This is a powerful original account of one man’s efforts to raise wheat on his farm in Meade County, Kansas, during the 1930s. Lawrence Svobida tells of farmers “fighting in the front-line trenches, putting in crop after crop, year after year, only to see each crop in turn destroyed by the elements.” Although not a writer by trade, Svobida undertook to record what he saw and experienced “to help the reader to understand what is taking place in the Great Plains region, and how serious it is.” He wrote of the need for better farming methods—the only way, he felt, the destruction could be halted or confined. Well before the principles of an ecological movement were widely embraced, Svobida urged a public acceptance of the “sovereign rights of the states and the nation to regulate the use of land by owners . . .so that it may be conserved as a national resource.” This graphic account of farm life in the Dust Bowl—perhaps the only autobiographical record of Dust Bowl agriculture in existence—was first published in 1941. This new edition contains an introduction by the historian R. Douglas Hurt that not only objectively sets the scene during and after the Dust Bowl, but also places the book properly in the growing body of contemporary literature on agriculture and land use. The volume is an important contribution to American agricultural history in general, and the the history of the Depression and of the Great Plains in particular.

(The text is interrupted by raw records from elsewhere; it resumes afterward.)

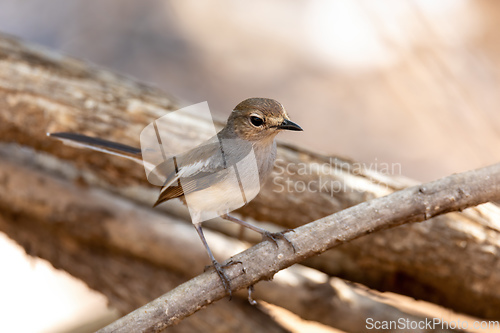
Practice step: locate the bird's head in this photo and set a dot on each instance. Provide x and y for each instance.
(260, 119)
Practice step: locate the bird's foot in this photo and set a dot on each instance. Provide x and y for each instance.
(222, 275)
(274, 236)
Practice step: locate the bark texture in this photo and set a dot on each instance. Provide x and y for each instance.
(42, 92)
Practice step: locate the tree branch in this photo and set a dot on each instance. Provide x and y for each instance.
(415, 204)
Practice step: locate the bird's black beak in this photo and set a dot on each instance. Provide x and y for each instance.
(290, 125)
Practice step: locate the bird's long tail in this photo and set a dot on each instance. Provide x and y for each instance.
(109, 147)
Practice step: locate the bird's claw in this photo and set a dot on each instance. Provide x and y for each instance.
(274, 236)
(222, 275)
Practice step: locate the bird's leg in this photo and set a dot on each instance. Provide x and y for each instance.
(272, 236)
(218, 267)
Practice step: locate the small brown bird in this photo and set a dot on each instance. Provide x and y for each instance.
(213, 177)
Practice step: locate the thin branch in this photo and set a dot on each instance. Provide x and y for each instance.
(415, 204)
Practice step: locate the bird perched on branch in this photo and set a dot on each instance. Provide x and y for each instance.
(220, 175)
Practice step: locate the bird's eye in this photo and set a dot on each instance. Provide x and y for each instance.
(256, 121)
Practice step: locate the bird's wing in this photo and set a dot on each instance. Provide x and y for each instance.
(201, 168)
(109, 147)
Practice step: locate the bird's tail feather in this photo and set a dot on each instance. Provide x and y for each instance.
(109, 147)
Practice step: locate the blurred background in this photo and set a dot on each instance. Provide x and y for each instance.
(408, 82)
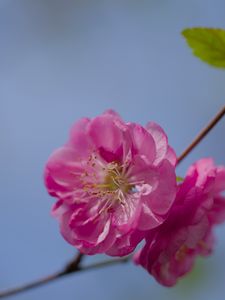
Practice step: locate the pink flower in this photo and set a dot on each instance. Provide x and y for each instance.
(113, 181)
(171, 249)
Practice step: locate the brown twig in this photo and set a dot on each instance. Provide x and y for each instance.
(202, 134)
(75, 265)
(61, 274)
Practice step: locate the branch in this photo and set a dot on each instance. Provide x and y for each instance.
(75, 265)
(202, 134)
(68, 270)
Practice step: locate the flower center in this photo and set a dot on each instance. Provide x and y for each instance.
(116, 179)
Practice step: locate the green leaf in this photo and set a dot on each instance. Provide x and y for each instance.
(208, 44)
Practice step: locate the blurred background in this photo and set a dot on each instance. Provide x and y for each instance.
(61, 60)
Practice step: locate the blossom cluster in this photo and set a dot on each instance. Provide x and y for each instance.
(115, 185)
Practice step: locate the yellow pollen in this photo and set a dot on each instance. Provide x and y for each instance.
(115, 179)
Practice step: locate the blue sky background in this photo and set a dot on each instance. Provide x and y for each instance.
(61, 60)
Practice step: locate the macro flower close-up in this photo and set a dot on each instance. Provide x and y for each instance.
(171, 250)
(113, 182)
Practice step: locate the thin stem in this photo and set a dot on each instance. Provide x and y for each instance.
(202, 134)
(58, 275)
(75, 265)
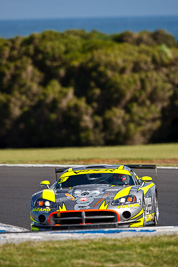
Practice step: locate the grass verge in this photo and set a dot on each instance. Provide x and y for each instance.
(158, 153)
(139, 251)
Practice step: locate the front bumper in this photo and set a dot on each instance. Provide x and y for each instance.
(86, 219)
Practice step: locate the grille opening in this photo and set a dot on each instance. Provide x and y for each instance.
(84, 217)
(41, 218)
(126, 214)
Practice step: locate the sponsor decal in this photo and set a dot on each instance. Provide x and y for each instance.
(41, 209)
(84, 198)
(69, 196)
(128, 206)
(150, 217)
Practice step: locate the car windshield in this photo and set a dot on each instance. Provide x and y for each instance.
(97, 178)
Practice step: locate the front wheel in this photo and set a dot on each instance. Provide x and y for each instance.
(156, 210)
(144, 213)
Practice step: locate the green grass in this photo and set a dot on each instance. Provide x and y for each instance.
(129, 252)
(95, 154)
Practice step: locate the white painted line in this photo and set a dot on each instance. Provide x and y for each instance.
(58, 235)
(69, 165)
(7, 228)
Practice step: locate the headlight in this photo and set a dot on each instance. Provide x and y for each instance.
(45, 203)
(124, 200)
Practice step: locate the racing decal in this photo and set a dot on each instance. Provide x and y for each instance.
(146, 188)
(139, 223)
(84, 198)
(123, 192)
(70, 172)
(148, 202)
(33, 220)
(103, 206)
(48, 194)
(150, 217)
(128, 206)
(41, 209)
(63, 207)
(140, 213)
(98, 202)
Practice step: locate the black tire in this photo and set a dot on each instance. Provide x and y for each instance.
(144, 213)
(156, 210)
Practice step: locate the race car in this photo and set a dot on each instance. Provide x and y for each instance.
(102, 196)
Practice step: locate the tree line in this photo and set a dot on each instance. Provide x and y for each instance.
(79, 89)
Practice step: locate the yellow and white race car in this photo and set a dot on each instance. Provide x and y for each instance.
(102, 196)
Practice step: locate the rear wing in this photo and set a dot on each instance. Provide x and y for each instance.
(143, 166)
(132, 166)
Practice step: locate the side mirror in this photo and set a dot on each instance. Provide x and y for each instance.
(45, 183)
(146, 179)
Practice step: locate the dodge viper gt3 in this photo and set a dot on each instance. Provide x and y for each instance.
(102, 196)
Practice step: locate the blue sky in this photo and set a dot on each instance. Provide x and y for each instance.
(20, 9)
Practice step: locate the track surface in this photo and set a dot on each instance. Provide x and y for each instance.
(17, 184)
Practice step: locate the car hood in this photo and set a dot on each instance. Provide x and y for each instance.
(87, 197)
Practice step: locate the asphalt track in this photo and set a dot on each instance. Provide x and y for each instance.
(17, 184)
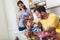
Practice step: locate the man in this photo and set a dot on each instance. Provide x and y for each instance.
(49, 21)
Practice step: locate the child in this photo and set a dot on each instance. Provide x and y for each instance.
(29, 32)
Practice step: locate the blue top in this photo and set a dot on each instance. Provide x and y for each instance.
(26, 13)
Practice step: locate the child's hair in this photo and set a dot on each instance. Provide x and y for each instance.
(25, 22)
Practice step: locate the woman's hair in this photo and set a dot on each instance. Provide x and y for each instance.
(19, 3)
(40, 9)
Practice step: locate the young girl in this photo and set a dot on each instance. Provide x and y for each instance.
(29, 32)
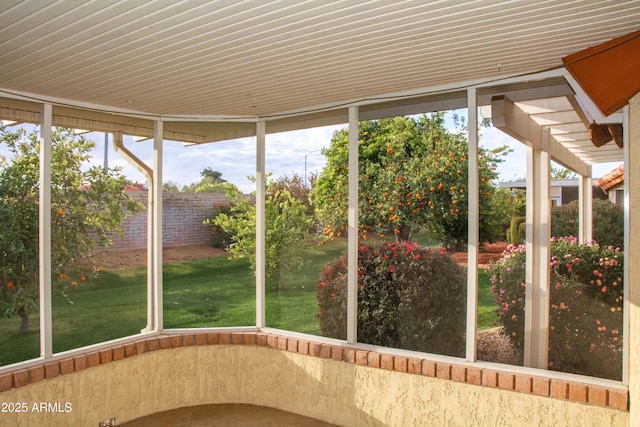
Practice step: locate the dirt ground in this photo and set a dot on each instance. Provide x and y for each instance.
(492, 345)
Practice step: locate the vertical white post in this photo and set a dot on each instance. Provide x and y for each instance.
(528, 299)
(538, 237)
(157, 223)
(473, 221)
(44, 244)
(588, 214)
(260, 224)
(150, 252)
(626, 331)
(352, 249)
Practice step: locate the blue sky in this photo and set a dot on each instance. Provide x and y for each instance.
(285, 155)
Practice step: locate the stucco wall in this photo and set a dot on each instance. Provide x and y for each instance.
(331, 390)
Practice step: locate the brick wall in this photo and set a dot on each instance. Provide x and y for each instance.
(182, 216)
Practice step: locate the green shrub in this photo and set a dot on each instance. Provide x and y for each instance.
(586, 295)
(219, 237)
(409, 297)
(608, 222)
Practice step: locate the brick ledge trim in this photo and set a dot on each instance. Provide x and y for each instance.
(573, 391)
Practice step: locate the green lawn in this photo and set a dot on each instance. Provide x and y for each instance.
(209, 292)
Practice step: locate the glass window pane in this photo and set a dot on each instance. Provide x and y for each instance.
(93, 300)
(413, 198)
(208, 210)
(19, 287)
(501, 293)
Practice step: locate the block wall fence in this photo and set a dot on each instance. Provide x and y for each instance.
(182, 217)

This is a detailed, first-hand account of farming in the 1930s Dust Bowl. It's honest and passionate, without being overly sentimental. A great read for anyone researching this time period or the history of farming.
Having read Timothy Egan's remarkable book, "The Worst Hard Time" created motivation to read Lawrence Svobida's personal recollections in "Farming the Dust Bowl." Svobida, a western Kansas farmer in Meade County lived and farmed as best he could through the 1930s in the midst of the Black Blizzards, drought and depression that plagued local farmers and ranchers. Svobida's account of life in those years is a perfect accompaniment to Egan's writing as it painfully recalls the difficulties of maintaining his wheat farm, his perseverance as well as neighboring farmers through those harrowing times. The one constant throughout the writing is Svobida's optimism that the next day would be better; that the next planting season would bring better results; that the weather would change and improve his efforts. He also expresses his confidence in his abilities to succeed, even as those around him eventually throw in the towel. "Farming the Dust Bowl" is a remarkable remembrance of The Worst Hard Time in the Great Plains, but it is also a moving tribute to the calling and commitment of the American Farmer.
This work is part hypothesis, part memoir. The author offers valuable insights into his own life and those of his neighbors. While Svobida claims to maintain an unbiased perspective, he ultimately shapes the narrative around his belief that the Great Plains were always destined to become a desert unfit for farming. To support this argument, the book follows a mostly linear structure but occasionally doubles back to revisit key events and themes. Despite these structural repetitions, Svobida's firsthand account remains an invaluable primary source on life during the Dust Bowl.
Normally not a book I would read - picked it up for a school project and started reading it. Enjoyed it and was determined to finish it for my own reasons instead of for a paper. Lawrence is an admirable man!
This book was enjoyable ... which surprised me. It's a very gripping, first-hand account of the Dust Bowl in Kansas. It has been used as a source for PBS documentaries, so I guess it's pretty well respected among historians. I highly recommend it to anyone interested in the Dust Bowl, or just the drought of the 1930s, and the Depression era in general.
Good book to read in general but more interesting if you have an interest in farming, Kansas, the dustbowl or the dression era. The only thing lacking is an account of what happeded to Lawrence. The book just ends. What happened to his neighbours, himself and what has happened to his farm?